On the same quest to find and taste wines from boutique wineries; I knew I had to go and visit Whicher Ridge. The winery is in just off the beaten track a little, which can be good and bad. Good simply because it means less people taste and buy these wines (so more for me) but bad because consumers who would love these wines just don’t venture this far east of Margaret River (20ks south of Busselton), onto the Whicher Ridge.
I first tasted the Whicher Ridge Chardonnay at Mrs Browns in North Fremantle and I was blown away by the delicate fruit yet coupled with refreshing acidty and soft subtle oak and the depth that followed. So after researching, I made sure my next visit to the south incorporated a visit here.
Cathy and Neil Howard started planting the vineyard in 2003. They now have 5 hectares at the property with plantings elsewhere plus source grapes from Frankland River. They then launched the brand in 2008. They both together have 45 years of making wine so experience is not short among them.
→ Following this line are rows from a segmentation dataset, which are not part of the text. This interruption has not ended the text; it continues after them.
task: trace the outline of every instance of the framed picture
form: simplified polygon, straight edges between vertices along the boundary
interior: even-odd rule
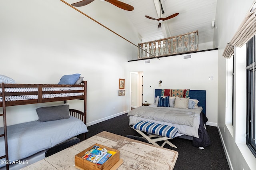
[[[122,90],[122,95],[125,95],[125,90]]]
[[[119,89],[124,89],[124,79],[119,79]]]
[[[118,90],[118,96],[122,96],[122,90]]]

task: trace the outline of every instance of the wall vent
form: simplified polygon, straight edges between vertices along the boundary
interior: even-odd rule
[[[191,55],[183,56],[183,59],[186,59],[187,58],[191,58]]]
[[[145,61],[145,64],[147,64],[148,63],[150,63],[150,60],[147,60]]]

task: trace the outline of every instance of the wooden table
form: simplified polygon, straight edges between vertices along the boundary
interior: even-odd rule
[[[174,150],[104,131],[22,169],[77,170],[74,156],[96,143],[120,151],[123,162],[118,170],[172,170],[178,155]]]

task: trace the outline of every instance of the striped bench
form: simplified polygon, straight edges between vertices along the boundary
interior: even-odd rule
[[[160,146],[156,142],[164,141],[161,146],[163,147],[167,143],[172,147],[177,148],[174,145],[168,140],[172,139],[178,132],[177,128],[146,121],[141,121],[132,126],[132,128],[147,139],[149,143]],[[152,134],[147,135],[142,132]],[[156,138],[156,137],[157,137]]]

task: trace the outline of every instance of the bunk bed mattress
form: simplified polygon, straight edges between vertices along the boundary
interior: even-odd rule
[[[43,87],[43,91],[65,91],[83,90],[83,87]],[[0,93],[2,93],[2,89],[0,88]],[[38,91],[36,87],[32,88],[6,88],[4,91],[6,92],[25,92]],[[43,99],[47,99],[54,97],[62,97],[70,96],[78,96],[83,95],[83,93],[70,93],[59,94],[47,94],[42,95]],[[30,100],[38,99],[38,95],[25,95],[18,96],[6,96],[5,97],[6,101],[15,101],[22,100]],[[0,102],[3,101],[3,98],[0,97]]]
[[[3,132],[3,127],[0,128]],[[12,162],[24,158],[88,132],[80,120],[66,119],[27,122],[7,127],[9,159]],[[5,154],[4,138],[0,138],[0,155]],[[0,165],[0,167],[5,165]]]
The winery produces 1000 cases of 12 every year. They grow Sauvignon Blanc and Viognier here as well as plantings of Malbec and Cabernet. But it’ll be a few more years yet until we start to see Malbec in bottle from Whicher Ridge. The Riesling and Shiraz is sourced from Frankland River. The winery sits at the top of the Whicher Ridge where the soils are gravelly and sandy loam. The soils at the winery are free draining and the vines are irrigated. It rains about 900-950 mm per year on the Whicher Ridge. In January they irrigate to keep the top soil layers moist which helps the flavours develop and ensures the vines aren’t stressed. At the winery the rows are planed north to south. They pick here at the same time as Margaret River which is further south. They usually use cultured yeast for the Chardonnay and Viognier. For the Riesling, it’s a neutral yeast. For the reds there is no wild fermentation.
Further south in Frankland River the soil is flinty, chalky and sandy soil with granite. Here there are cool nights and warm days which make ideal growing conditions for Riesling and Shiraz.
Tasting with the winemaker in Margaret can be very rare. Being so interested and studious about wine, I enjoy and get the most out of tastings when I meet with the winemaker as they can explain to me about the different stages of winemaker for each of their wines, different processes, what they did differently this vintage compared to the last or what is special about this batch for example. Not only do you have the opportunity to taste with the winemaker, at the cellar door, there’s a number of farmhouse products available to buy as well as olive oils and sauces. It really is a farm-house style cellar door.
Not only are their wines stunning and the wine sensory garden innovative and bursting full of more vegetation and plants than I have ever seen in such a small space, they have been named as one of ten Dark Horse Wineries by James Halliday not that you need an award to appreciate the wonderful wines on tasting . In the garden there’s the likes of lemon grass, mint, basic, myrtle – all different flavours you will detect in the wines. Smelling these and tasting the wine really helps you to relate to what’s in the glass.
Malolactic fermentation is done in the reds but not the whites although sometimes Chardonnay goes under malo. It’s not a process that is encouraged in whites. With no red gum blossom this year, they’ve lost a few grapes to the hungry birds.
Wines are sold at the cellar door, online, at specific restaurants and wine bars as well as Steve’s in Nedlands and the Freo Doctor.
We tried the below wines:
2012 Frankland River Riesling: The nose offered hints of lime and mineral notes with lovely aromas of pure fruit followed by lime cordial notes on the palate with lemon meringue pie (but not sweet flavours).
2013 Geographe Sauvignon Blanc: apricots and melon on the nose. It spends 12 months on yeast lees with 25-30% barrel fermented and some mixing of the yeast leaves. As Cathy explains, the creaminess tones down the acid. Lovely and fresh with a hint of complexity. Delicious.
2013 Margaret River Chardonnay: I can taste what it says on the label – ‘figs and grapefruit and peach’. 100% barrel age and by using tight grain barrels it means a slow release of oak into the wines. This is lovely and soft yet coupled with depth and complexity with brioche and citrus peel.
2013 Geographe Viognier: The nose is quite floral with hints of violets followed through on the palate with refreshing acidity and flavours that develop further in the mouth.
2011 Frankland River Shiraz: Berries, spice, peppercorn and hint of herbs comes through on the nose and then onto the palate.
2011 Elevation Cabernet Sauvignon: hints of leather and pencil lead with notes of berries with lovely fresh fruit on the palate with a depth and richness to it coupled with black olives and notes of leather with refreshing acidity.
2009 Red Tail Sparkling Shiraz: Only available at the cellar door made in the ‘traditional method’ with notes of red berries as well as plum on the notes with soft fruit following through on the palate. There’s also 12% Viognier in the wine which comes from Frankland River with hints of blue berries and blackberries.
Wonderful tasting, thank you to Cathy and her time, really friendly and informative.